Verification — db-05 LSM MemTable

Unit tests (per language)

IDTest nameWhat it asserts
V1empty_encode_decodeMemTable::new().encode() → 8 bytes MMT1\x00\x00\x00\x00; decode round-trips to an empty table.
V2put_then_getAfter put("k","v"), get("k") returns Value("v").
V3overwrite_replacesTwo puts on the same key keep only the latest value; len() stays at 1.
V4delete_writes_tombstoneAfter put("k","v") then del("k"), get("k") returns Tombstone (not None).
V5iter_byte_lex_orderInsert keys in random order; iteration yields them sorted byte-lex ("" first, \x00 next, etc.).
V6encode_decode_round_tripBuild a 50-entry table with a mix of values and tombstones; encode → decode → every entry matches and len() is preserved.
V7size_bytes_matches_encodeFor any table, size_bytes() == encode().len().
V8decoder_rejects_bad_magicdecode(b"XXX1...") returns Err.
V9decoder_rejects_truncationTruncate a valid dump at every byte boundary; decode must fail cleanly (no panic).
V10decoder_rejects_unsorted_keysHand-craft a dump where keys go ["b","a"]; decoder rejects.
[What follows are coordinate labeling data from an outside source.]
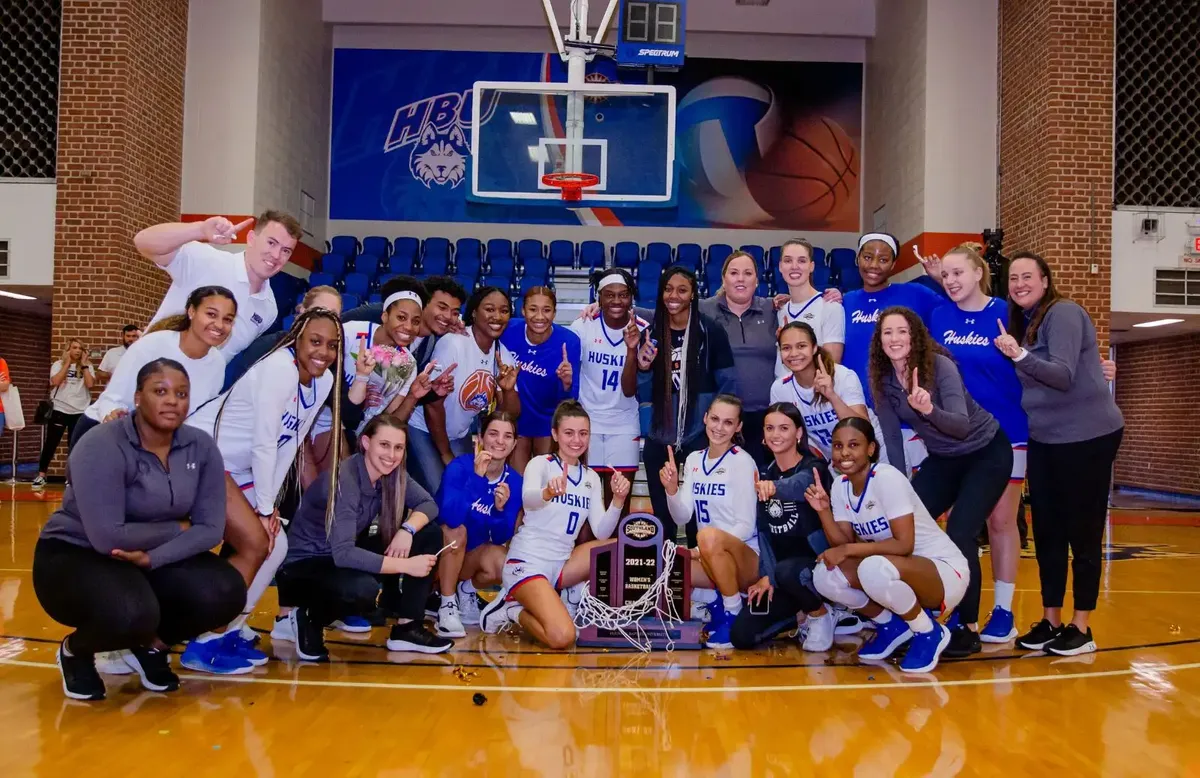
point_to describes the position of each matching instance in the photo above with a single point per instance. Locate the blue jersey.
(467, 500)
(538, 383)
(863, 310)
(988, 375)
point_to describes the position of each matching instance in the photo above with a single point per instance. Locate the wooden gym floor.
(1133, 708)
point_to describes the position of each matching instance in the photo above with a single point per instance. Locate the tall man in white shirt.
(187, 252)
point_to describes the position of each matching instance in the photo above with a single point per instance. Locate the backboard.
(624, 135)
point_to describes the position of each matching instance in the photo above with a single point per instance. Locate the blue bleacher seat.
(357, 283)
(345, 245)
(562, 253)
(627, 255)
(334, 264)
(406, 247)
(592, 255)
(502, 265)
(531, 247)
(367, 264)
(377, 246)
(400, 265)
(435, 265)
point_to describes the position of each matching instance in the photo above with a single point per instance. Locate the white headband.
(611, 279)
(402, 295)
(886, 238)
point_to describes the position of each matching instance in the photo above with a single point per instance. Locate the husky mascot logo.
(439, 156)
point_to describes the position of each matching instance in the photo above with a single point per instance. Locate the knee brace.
(835, 587)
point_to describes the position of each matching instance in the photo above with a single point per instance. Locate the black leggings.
(330, 592)
(972, 485)
(115, 605)
(1069, 500)
(654, 456)
(793, 594)
(58, 425)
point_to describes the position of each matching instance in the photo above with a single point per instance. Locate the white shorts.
(619, 452)
(517, 572)
(1018, 464)
(954, 581)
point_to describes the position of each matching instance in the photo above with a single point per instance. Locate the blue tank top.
(987, 373)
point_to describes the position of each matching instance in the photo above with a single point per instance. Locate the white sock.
(921, 622)
(1005, 594)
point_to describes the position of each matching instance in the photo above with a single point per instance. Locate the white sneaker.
(571, 597)
(468, 605)
(820, 633)
(285, 628)
(449, 622)
(112, 663)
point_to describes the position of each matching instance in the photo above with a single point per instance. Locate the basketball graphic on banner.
(810, 174)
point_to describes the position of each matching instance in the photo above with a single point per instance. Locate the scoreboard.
(651, 33)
Cross-language interop (scripts/cross_test.sh)

The same scripted scenario runs in each language:

new   → bulk 100 → put "key50" "REPLACED"
                → del "key10"
                → put "" "empty-key-value"
                → del "key99"
                → save

This produces dumps rust.bin, go.bin, cpp.bin. The script then:

  1. SHA-256s all three dumps. All must match — this is the byte-identical gate.
  2. 3×3 reader matrix. Every reader (rust/go/cpp) runs iter on every writer's dump. The lines must be identical across all 9 combinations.
  3. get spot-check. Each reader queries key50, key10, key99, "", and an absent key nonexistent; results must be value: 5245504c41434544 (REPLACED), tombstone, tombstone, value: 656d7074792d6b65792d76616c7565, absent respectively across all readers.
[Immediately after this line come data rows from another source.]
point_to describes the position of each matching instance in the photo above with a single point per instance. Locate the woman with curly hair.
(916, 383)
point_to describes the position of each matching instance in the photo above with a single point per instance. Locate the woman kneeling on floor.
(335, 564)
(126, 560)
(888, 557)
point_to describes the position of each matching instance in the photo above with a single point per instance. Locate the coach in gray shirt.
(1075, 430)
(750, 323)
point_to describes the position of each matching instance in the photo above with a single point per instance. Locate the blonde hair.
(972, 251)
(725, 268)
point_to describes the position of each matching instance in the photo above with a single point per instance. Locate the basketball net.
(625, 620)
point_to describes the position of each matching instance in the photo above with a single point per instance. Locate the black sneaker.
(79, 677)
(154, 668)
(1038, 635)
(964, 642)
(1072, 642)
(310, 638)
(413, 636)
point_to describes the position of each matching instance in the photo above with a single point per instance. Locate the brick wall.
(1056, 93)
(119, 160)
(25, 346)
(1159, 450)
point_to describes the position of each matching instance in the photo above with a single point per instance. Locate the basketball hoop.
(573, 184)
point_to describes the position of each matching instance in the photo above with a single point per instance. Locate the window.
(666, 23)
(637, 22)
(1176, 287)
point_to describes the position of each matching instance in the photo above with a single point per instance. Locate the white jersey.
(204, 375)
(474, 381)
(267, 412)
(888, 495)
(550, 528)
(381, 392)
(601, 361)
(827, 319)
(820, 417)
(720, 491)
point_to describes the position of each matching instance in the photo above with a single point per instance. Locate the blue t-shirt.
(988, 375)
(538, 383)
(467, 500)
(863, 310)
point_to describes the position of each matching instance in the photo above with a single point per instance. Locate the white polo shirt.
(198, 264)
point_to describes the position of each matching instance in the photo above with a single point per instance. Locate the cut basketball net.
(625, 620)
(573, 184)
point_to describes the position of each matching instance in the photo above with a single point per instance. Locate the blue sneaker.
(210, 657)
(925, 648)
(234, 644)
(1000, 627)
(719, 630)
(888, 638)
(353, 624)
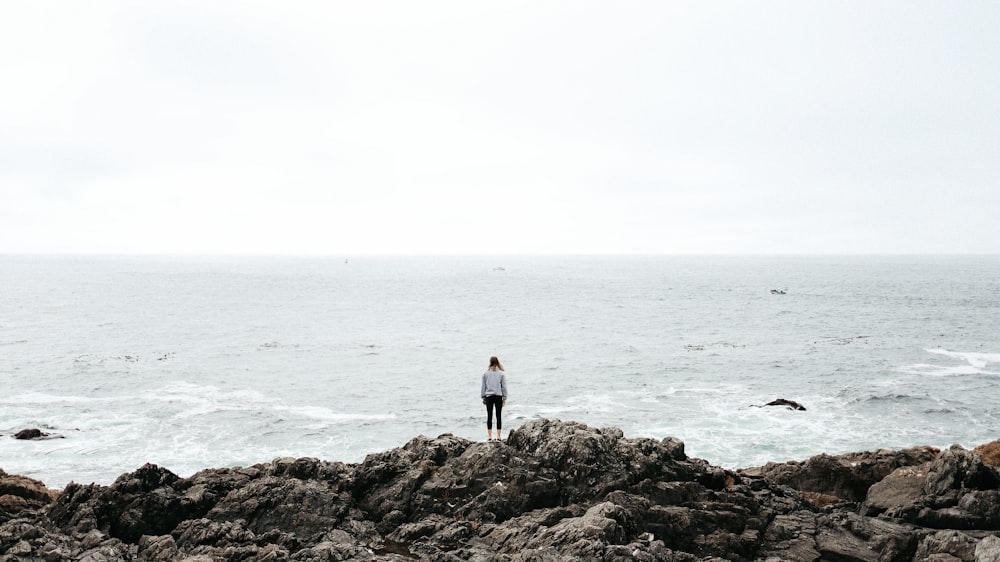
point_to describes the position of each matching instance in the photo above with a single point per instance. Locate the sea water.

End-to-end verification (scripts/verify.sh)

bash scripts/verify.sh

Builds and tests all three languages, then runs the cross-test. Final line must be ALL GREEN.

Manual sanity checks

  • memtable new /tmp/m && wc -c /tmp/m → exactly 8 bytes.
  • memtable bulk /tmp/m 1000 && memtable size /tmp/m → matches the formula 8 + 1000 * (9 + len("keyN") + len("valN")) summed over N=0..999.
  • Hexdump the first 16 bytes of any dump and confirm magic + count.

What broken looks like

SymptomDiagnostic
decode accepts b"\x00\x00\x00\x00" (no magic check)Add magic test V8.
Two readers print different iter output for the same dumpEither type-byte misplaced, or one language is comparing by string instead of bytes (UTF-8 vs raw).
len() differs across langs after the same scriptGo's map+sort path lost a duplicate; check overwrite path.
Dump grows monotonically after delTombstone path is creating a new entry under a different key; check key equality.
Random crash in C++ on decode of truncated inputMissing length check before memcpy; bounds-check every read.